11 Liegen aber, wie der Gerichtshof in seinem Urteil vom 20. April 1988 in der Rechtssache 204/87 ( Bekärt, Slg. 1988, 2029 ) entschieden hat, in einem bestimmten Fall keinerlei über den rein innerstaatlichen Rahmen hinausweisende Gesichtspunkte vor, so führt dies im Bereich der Niederlassungsfreiheit zur Unanwendbarkeit des Gemeinschaftsrechts auf den betreffenden Fall.

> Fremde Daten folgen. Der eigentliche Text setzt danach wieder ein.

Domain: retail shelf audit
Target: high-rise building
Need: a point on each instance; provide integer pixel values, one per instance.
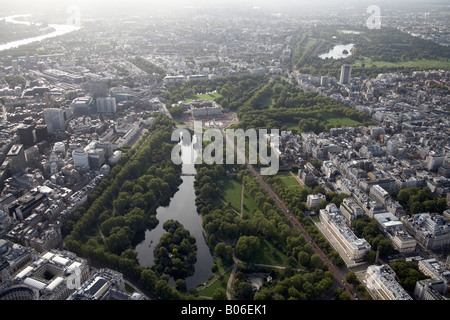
(324, 81)
(346, 71)
(106, 105)
(41, 133)
(54, 119)
(80, 158)
(25, 133)
(16, 157)
(434, 161)
(82, 106)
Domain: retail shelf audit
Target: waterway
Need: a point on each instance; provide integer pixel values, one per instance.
(60, 29)
(182, 208)
(337, 52)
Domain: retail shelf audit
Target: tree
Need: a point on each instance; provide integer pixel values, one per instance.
(316, 261)
(246, 247)
(303, 258)
(219, 294)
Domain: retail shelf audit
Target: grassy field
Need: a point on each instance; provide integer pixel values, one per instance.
(231, 191)
(290, 181)
(217, 281)
(267, 254)
(205, 96)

12 Auf die von den Preturen Conegliano, Prato und Pisa vorgelegten Fragen ist daher zu antworten, daß die Bestimmungen des EWG-Vertrags über die Niederlassungsfreiheit nicht für Sachverhalte gelten, die sich ausschließlich innerhalb eines Mitgliedstaats abspielen, wie etwa die Fälle von Angehörigen eines Mitgliedstaats, die in dessen Gebiet eine selbständige Berufstätigkeit ausüben, bei der sie sich auf keine frühere Ausbildung oder Praxis in einem anderen Mitgliedstaat berufen können.

Kostenentscheidung:

Kosten

13 Die Auslagen der italienischen Regierung, der belgischen Regierung und der Kommission der Europäischen Gemeinschaften, die vor dem Gerichtshof Erklärungen abgegeben haben, sind nicht erstattungsfähig. Für die Beteiligten der Ausgangsverfahren ist das Verfahren Teil der bei den vorlegenden Gerichten anhängigen Verfahren; die Kostenentscheidung ist daher Sache dieser Gerichte.

Tenor:

Aus diesen Gründen

hat

DER GERICHTSHOF ( Erste Kammer )

auf die ihm von den Preturen Conegliano, Prato und Pisa mit Beschlüssen vom 8. Februar, 9. März und 6. Dezember 1988 vorgelegten Fragen für Recht erkannt :

Die Bestimmungen des EWG-Vertrags über die Niederlassungsfreiheit gelten nicht für Sachverhalte, die sich ausschließlich innerhalb eines Mitgliedstaats abspielen, wie etwa die Fälle von Angehörigen eines Mitgliedstaats, die in dessen Gebiet eine selbständige Berufstätigkeit ausüben, bei der sie sich auf keine frühere Ausbildung oder Praxis in einem anderen Mitgliedstaat berufen können.